Vacuolar protein sorting-associated protein 13A (VPS13A) has been shown to be associated with rhabdomyosarcoma, gastric cancer and ovarian cancer, but the pan cancer analysis of VPS13A is still lacking, and the bioinformatics function of VPS13A has not been studied yet.

METHODS

We used TCGA and GEO databases to investigate the distribution, expression and prognosis of VPS13A in 33 tumors for the first time. We used TIMER2, ULCAN databases to obtain the expression differences of VPS13A in tumor tissues and corresponding normal tissues, and further obtain the gene expression in different pathological stages of tumors from the GEPIA database. Mutation types and survival analysis of VPS13A were obtained from cBioPortal database. The relationship between VPS13A and immune infiltration was explored using TIMER2. We used the String website to obtain VPS13A binding proteins and draw the protein-protein interaction network map. JVENN was used for cross analysis, and Kyoto Encyclopedia of Genes and Genomes (KEGG) and Gene Ontology (GO) were used for gene enrichment analysis.

RESULTS

VPS13A is highly expressed in most tumors, and gene expression is associated with prognosis in patients with tumors.
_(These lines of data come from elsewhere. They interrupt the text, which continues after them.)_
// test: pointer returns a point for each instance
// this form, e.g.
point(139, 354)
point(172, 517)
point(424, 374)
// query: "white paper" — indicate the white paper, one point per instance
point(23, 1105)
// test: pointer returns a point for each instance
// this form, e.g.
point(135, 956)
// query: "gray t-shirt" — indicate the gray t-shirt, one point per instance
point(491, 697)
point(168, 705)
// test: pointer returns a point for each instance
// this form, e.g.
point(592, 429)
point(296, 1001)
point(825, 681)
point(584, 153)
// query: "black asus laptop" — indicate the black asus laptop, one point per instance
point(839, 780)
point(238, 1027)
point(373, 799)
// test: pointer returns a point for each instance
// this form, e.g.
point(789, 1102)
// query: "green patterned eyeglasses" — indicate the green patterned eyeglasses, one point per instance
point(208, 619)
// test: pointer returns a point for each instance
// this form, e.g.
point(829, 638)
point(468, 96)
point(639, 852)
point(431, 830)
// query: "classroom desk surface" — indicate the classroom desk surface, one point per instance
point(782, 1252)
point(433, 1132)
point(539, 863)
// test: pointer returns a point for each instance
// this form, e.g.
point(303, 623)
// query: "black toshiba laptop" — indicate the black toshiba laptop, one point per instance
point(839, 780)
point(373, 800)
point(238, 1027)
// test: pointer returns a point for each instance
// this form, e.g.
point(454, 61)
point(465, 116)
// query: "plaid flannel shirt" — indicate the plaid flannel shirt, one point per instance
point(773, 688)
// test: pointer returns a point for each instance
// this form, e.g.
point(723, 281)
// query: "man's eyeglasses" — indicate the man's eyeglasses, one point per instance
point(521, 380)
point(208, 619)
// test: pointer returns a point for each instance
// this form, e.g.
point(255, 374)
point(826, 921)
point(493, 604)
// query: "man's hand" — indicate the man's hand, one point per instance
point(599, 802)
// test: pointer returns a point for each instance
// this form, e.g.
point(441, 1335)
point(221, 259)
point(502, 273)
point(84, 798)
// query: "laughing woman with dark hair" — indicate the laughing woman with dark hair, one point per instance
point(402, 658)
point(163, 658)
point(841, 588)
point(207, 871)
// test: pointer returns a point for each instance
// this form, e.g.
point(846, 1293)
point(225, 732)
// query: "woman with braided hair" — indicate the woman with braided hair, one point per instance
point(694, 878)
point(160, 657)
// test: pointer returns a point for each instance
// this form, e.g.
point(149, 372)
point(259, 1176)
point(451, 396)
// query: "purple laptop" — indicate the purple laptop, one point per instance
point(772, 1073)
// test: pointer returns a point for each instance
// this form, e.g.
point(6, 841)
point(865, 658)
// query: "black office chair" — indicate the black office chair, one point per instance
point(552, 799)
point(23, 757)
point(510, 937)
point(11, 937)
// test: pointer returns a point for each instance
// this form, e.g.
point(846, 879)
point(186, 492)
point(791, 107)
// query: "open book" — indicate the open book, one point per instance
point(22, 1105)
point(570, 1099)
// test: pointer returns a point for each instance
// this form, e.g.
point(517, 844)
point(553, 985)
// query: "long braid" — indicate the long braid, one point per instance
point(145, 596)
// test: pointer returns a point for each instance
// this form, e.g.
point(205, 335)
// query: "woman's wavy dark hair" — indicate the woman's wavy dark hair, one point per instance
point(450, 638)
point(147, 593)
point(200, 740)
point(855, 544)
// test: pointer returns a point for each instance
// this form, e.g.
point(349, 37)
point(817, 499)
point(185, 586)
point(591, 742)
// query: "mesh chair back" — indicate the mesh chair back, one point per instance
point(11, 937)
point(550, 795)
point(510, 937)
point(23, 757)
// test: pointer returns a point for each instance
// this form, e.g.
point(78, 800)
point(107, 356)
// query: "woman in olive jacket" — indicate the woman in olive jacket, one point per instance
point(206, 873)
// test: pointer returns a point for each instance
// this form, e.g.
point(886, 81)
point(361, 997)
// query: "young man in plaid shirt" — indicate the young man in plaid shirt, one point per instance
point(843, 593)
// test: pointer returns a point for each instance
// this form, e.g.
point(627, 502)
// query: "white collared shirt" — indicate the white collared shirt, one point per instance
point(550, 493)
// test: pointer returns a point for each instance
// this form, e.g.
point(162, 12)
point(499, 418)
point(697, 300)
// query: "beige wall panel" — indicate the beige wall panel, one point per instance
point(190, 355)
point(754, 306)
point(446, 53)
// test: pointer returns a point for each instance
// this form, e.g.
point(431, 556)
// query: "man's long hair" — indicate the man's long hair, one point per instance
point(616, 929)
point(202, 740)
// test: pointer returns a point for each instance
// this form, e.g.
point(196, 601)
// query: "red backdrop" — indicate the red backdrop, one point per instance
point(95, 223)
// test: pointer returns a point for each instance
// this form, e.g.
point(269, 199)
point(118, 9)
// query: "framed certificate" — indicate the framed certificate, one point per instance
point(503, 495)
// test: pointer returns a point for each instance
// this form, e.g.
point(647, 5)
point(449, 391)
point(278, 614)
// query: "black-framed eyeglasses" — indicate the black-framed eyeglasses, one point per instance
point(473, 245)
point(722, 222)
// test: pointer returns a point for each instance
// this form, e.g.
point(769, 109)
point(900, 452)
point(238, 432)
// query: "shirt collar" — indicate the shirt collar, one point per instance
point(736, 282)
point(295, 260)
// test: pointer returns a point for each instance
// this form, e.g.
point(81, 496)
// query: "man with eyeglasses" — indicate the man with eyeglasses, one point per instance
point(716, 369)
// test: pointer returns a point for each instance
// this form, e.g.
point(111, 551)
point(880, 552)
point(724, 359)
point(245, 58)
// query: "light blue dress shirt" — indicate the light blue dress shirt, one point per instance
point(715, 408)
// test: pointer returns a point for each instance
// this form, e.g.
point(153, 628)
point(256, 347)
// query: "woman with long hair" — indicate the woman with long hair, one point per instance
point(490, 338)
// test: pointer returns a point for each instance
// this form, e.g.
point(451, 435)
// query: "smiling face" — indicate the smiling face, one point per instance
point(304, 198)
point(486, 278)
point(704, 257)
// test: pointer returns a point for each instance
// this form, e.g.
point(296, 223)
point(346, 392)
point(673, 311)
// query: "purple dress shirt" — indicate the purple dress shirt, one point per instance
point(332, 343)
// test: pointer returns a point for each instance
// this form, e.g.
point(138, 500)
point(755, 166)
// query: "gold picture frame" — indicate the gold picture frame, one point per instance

The expression level of VPS13A was correlated with the infiltration depth of CD8+T cells in DLBC, LUAD, SKCM and TGCT, and was correlated with carcinoma-associated fibroblasts in BRCA, CESC, LIHC and THYM. Compared with normal tissue, VPS13A methylation levels were higher in some primary tumors. KEGG gene enrichment indicates that VPS13A is involved in RNA degradation, autophagy, cell senescence, cell cycle, apoptosis and other pathways.

CONCLUSION

VPS13A is closely related to the occurrence and progression of tumors and can be used as a biomarker for tumor screening and diagnosis. The level of VPS13A expression and the presence of mutations affect the prognosis of patients with certain cancers, which can be determined by early genetic testing.